Gregory M. Plunkett, project co-principal investigator, New York Botanical Garden

Protection and restoration of tropical forests and other ecosystems could make up 30 percent of the greenhouse gas emission reductions necessary to avoid climate disaster that would disproportionately affect the poor, according to climate experts. CEPF supports projects that protect or restore natural forests, wetlands and coastal zones as cost-effective means for mitigating the potentially devastating effects of climate change and extreme weather.

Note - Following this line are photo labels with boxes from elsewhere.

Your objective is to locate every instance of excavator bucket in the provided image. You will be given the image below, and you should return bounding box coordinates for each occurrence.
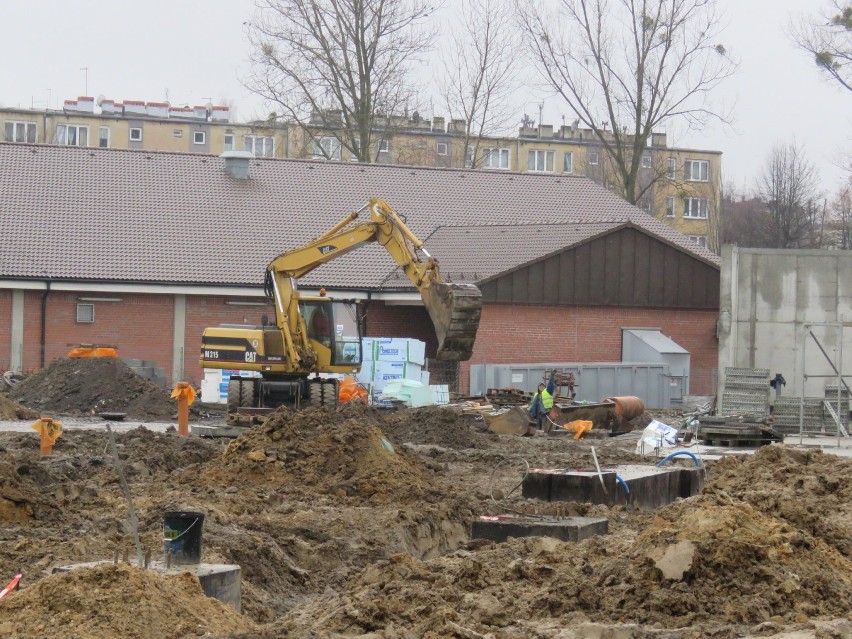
[420,282,482,362]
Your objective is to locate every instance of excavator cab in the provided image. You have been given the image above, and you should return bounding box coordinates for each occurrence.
[299,297,361,367]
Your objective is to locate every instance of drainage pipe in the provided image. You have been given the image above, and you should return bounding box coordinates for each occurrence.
[40,280,50,368]
[657,450,701,466]
[615,475,630,497]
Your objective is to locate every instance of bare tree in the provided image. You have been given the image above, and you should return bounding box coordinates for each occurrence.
[515,0,736,203]
[758,143,823,248]
[247,0,432,162]
[833,182,852,251]
[439,0,517,167]
[719,185,777,248]
[791,0,852,91]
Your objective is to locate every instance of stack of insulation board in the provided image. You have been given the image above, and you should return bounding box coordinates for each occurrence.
[357,337,429,398]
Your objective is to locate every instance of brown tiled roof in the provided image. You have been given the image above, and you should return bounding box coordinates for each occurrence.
[0,143,719,288]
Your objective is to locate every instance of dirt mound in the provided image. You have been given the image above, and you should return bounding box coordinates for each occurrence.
[283,490,852,637]
[282,447,852,637]
[381,406,490,450]
[0,564,253,639]
[205,407,430,502]
[0,395,38,420]
[9,357,177,421]
[705,446,852,559]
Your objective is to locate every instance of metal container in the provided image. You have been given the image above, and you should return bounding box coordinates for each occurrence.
[604,395,645,421]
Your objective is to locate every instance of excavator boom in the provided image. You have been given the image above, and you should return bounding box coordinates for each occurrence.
[267,198,482,362]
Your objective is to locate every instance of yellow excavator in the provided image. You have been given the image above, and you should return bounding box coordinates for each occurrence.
[201,198,482,414]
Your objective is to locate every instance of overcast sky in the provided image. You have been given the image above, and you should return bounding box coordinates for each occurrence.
[0,0,852,196]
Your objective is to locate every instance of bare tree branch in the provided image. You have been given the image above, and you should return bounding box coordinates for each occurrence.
[790,0,852,91]
[247,0,433,162]
[515,0,736,204]
[758,143,822,248]
[438,0,518,168]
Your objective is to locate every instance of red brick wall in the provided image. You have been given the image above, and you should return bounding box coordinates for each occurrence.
[19,291,174,378]
[462,304,719,395]
[367,302,718,395]
[0,291,718,395]
[0,290,12,373]
[183,295,275,386]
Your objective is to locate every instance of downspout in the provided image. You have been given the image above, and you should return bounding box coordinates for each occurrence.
[41,280,50,368]
[361,291,373,337]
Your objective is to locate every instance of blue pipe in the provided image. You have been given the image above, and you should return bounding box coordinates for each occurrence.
[657,450,701,466]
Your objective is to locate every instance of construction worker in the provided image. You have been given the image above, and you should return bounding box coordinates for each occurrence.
[530,370,556,431]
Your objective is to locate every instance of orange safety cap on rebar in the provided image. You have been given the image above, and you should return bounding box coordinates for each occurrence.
[172,382,195,437]
[31,417,62,457]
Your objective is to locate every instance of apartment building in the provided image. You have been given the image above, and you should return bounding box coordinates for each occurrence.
[0,96,721,252]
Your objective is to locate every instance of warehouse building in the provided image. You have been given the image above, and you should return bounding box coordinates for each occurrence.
[0,143,719,394]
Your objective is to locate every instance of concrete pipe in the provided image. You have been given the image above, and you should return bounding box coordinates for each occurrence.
[604,395,645,421]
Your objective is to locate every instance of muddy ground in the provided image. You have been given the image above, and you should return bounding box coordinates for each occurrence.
[0,360,852,639]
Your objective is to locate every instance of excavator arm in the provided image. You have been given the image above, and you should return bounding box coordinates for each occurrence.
[267,198,482,361]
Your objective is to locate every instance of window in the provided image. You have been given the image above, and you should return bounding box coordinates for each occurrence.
[56,124,89,146]
[666,195,674,217]
[77,304,95,324]
[313,135,340,160]
[245,135,275,158]
[683,160,710,182]
[482,148,509,169]
[683,197,707,220]
[6,120,36,144]
[527,151,553,173]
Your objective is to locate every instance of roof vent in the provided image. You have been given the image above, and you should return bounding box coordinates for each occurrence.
[219,151,254,180]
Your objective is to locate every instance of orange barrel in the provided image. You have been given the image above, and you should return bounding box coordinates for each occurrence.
[604,395,645,421]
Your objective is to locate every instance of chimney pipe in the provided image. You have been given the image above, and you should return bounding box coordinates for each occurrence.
[219,151,254,180]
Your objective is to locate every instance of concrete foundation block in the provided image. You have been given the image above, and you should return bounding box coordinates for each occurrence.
[471,515,609,543]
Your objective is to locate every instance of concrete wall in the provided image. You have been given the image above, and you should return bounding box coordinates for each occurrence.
[719,245,852,397]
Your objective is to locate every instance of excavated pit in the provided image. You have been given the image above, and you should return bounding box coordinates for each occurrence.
[0,405,852,639]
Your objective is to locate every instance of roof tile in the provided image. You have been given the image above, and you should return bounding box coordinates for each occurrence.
[0,143,719,288]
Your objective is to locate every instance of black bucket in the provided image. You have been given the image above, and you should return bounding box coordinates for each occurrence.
[163,512,204,564]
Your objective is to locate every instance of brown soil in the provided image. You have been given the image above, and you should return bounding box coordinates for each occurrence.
[9,357,177,421]
[0,405,852,639]
[0,395,38,420]
[0,564,253,639]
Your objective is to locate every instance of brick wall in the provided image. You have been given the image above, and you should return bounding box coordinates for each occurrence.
[461,304,718,395]
[18,291,174,378]
[0,291,718,395]
[360,302,718,395]
[0,290,12,373]
[185,295,275,386]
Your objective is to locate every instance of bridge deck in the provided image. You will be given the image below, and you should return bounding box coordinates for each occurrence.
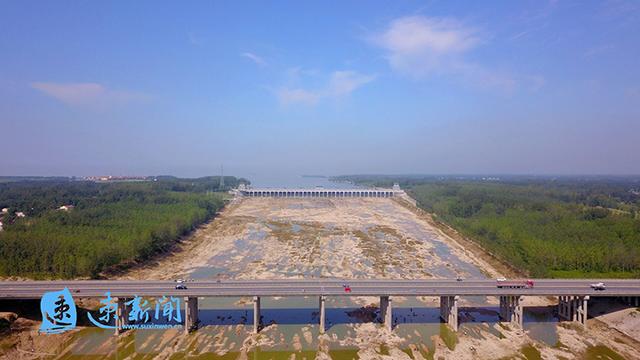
[0,279,640,299]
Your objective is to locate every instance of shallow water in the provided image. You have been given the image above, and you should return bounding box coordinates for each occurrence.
[55,200,558,359]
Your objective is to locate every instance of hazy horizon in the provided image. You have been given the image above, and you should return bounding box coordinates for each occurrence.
[0,1,640,178]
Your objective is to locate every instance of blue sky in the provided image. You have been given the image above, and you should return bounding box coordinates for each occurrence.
[0,0,640,177]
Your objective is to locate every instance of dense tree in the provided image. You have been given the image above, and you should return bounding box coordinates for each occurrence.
[0,179,232,278]
[342,176,640,277]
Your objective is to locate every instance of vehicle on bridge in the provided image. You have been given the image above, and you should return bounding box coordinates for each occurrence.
[590,282,607,290]
[496,278,534,289]
[176,279,187,290]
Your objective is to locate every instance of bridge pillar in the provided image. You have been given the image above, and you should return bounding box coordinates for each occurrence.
[380,296,393,331]
[318,295,326,334]
[576,296,589,329]
[184,297,198,334]
[116,297,129,335]
[440,296,460,331]
[558,296,589,328]
[253,296,261,334]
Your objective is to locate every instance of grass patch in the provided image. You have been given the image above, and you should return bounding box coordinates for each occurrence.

East Melanesian Islands Biodiversity Hotspot

In March 2015, Cyclone Pam, a Category 5 storm with sustained winds of 280 km/h (175 mph), swept across the Pacific Island nation of Vanuatu, killing people, flattening homes, destroying crucial crops, and crippling infrastructure. A CEPF-funded project managed collaboratively by the New York Botanical Garden (NYBG) and local partner agencies was on the ground on Tanna Island, conducting baseline surveys of plant diversity, when the storm made a direct hit.

“Island floras—and peoples, too—are particularly susceptible to catastrophic events, and increased resilience and self-sufficiency are essential to maintaining livelihoods into the future,” said Michael J. Balick, NYBG project co-principal investigator. “But cumulative impacts in places like Vanuatu are making them increasingly vulnerable to the imminent effects of global change—social, economic, and environmental.”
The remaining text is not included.